Gesungen wird an Sommerabenden bei offenem Fenster, der Kunst und des Durstes wegen, und im Winter knöchelt man den Skat auf den Küchentisch. Die Arbeit im Kleingarten ist die wahre Lust, und Glück genießt man erst, wenn die Börde im Keller gefüllt sind mit Gläsern voller Brechbohnen, Stachelbeeren, Apfelmus, Sauerkirschen, Birnen, Pfirsiche und Perlzwiebeln.

Am liebsten würde man hinter dem Hause Hühner halten und auf dem Balkon Kaninchen. Aber damit ist es vorbei. Langsam vergeht der jahrtausendealte Drang zur Selbstversorgung und zum Alles-alleine-machen, für den die alten Häuser mit Kuhställen und Schweinekoben und den Einfahrten für Pferdewagen noch Zeugnis ablegen.

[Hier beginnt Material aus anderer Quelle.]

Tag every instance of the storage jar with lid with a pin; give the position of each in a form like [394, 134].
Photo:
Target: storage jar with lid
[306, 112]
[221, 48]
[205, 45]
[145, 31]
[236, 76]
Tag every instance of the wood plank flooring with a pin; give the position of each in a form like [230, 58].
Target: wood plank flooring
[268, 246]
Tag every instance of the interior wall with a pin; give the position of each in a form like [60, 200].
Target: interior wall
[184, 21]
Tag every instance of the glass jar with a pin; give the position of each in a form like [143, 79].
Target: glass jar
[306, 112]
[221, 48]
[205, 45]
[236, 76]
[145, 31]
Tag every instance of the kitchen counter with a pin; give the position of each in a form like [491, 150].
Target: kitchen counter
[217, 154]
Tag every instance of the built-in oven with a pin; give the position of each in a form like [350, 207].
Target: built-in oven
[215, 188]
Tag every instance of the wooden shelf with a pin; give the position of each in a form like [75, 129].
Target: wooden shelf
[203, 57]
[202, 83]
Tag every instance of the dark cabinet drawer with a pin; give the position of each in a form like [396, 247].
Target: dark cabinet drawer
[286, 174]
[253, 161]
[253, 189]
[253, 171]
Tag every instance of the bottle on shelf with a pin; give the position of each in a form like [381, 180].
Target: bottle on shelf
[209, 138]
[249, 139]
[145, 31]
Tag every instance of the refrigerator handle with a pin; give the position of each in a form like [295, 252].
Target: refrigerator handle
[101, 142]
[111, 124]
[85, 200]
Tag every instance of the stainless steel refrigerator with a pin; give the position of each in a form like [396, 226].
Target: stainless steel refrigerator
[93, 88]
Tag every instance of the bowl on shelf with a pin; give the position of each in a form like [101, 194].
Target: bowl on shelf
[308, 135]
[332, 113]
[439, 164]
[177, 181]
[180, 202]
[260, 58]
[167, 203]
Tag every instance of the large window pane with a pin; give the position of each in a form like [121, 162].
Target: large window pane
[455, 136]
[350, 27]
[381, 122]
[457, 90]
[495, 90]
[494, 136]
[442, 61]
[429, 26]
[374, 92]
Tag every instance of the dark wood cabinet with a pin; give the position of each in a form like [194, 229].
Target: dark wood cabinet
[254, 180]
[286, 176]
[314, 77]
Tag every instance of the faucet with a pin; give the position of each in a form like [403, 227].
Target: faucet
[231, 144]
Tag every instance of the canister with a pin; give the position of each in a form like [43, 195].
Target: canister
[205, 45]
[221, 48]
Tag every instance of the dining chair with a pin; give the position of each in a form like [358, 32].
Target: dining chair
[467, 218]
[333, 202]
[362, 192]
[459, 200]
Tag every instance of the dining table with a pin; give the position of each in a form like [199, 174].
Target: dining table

Vergangen sind die Tage der Steinwerke, in die sich Frauen und Kinder verkrochen, wenn der Feind nahte und die Männer auf den Wällen standen. Heute sind die Wälle grün und mit Linden bestanden. Hier gehen wir spazieren.

Osnabrück ist Großstadt. Diesen Umstand verdankt die Stadt der wachsenden Zahl seiner Einwohner. Aber in Wirklichkeit haftet ihr immer noch etwas Kleinstädtisches, Ländliches, ja geradezu Bescheidenes an. Vielleicht rührt es daher, daß man überall an das Vergangene erinnert wird. Karl der Große und Herzog Wittekind und die erlauchte Schar der Bischöfe, Superintendenten und Bürgermeister raunen und wispern mit, von Justus Moser nicht zu reden, dessen Geburtshaus bei Stadtbesichtigungen gezeigt wird.

Neben hochgeschossigen modernen Bauten, in denen Behörden und Schulen untergebracht sind, neben Geschäftshäusern und Banken, in den Hinterhöfen von Hotels und Lichtspieltheatern, überall behauptet sich Gemäuer, das schon vor dem Dreißigjährigen Krieg morsch war. Und auf diesem morschen Stein wuchern Zwergbirke, Minze und Löwenzahn. Nachtigallen nisten im Holunderstrauch, mitten in der Stadt, mitten in der Großstadt, und auf den Fenstersimsen gurren Tauben.

Es kann vorkommen, daß aus Küchenfenstern Dienstmädchenlieder tönen, und im Keller übt ein Gymnasiast Trompete. Ein Hahn in der Frühe ist nichts Ungewöhnliches, sein Ruf mischt sich in das erzene Gedröhn der Glocke, die zum Gottesdienst einlädt, Frömmigkeit ist immer mit im Spiel der tickenden Uhren und knarrenden Windfahnen.

Und viel Grün ist da. Alte Bäume schmeicheln ihren Schatten in Rasenteppiche und Blumenrondelle. Wasserspiele plätschern zum Geknarr der Kinderwagen auf den gekiesten Wegen im Schloßgarten. Ein steinerner Herkules stützt sich auf seine Keule. Elektrisches Geklingel kündet den Beginn einer Unterrichtsstunde im Gymnasium an. Lateinisches weht dahin. Die Strophe eines Gedichtes. Eine Formel aus dem Algebrabuch.

Ich frage mich, ob dies Bilder sind aus jeder Stadt, die an irgendeinem Fluß und zwischen irgendwelchen Bergen liegt. Geht es überall so poetisch, so versponnen, so rasengrün und nachtigallenlustig zu? Und mischt sich überall die Vergangenheit so liebenswürdig mit der Gegenwart? Mit dieser Gegenwart der Rechenmaschinen, Autos und Bildschirme?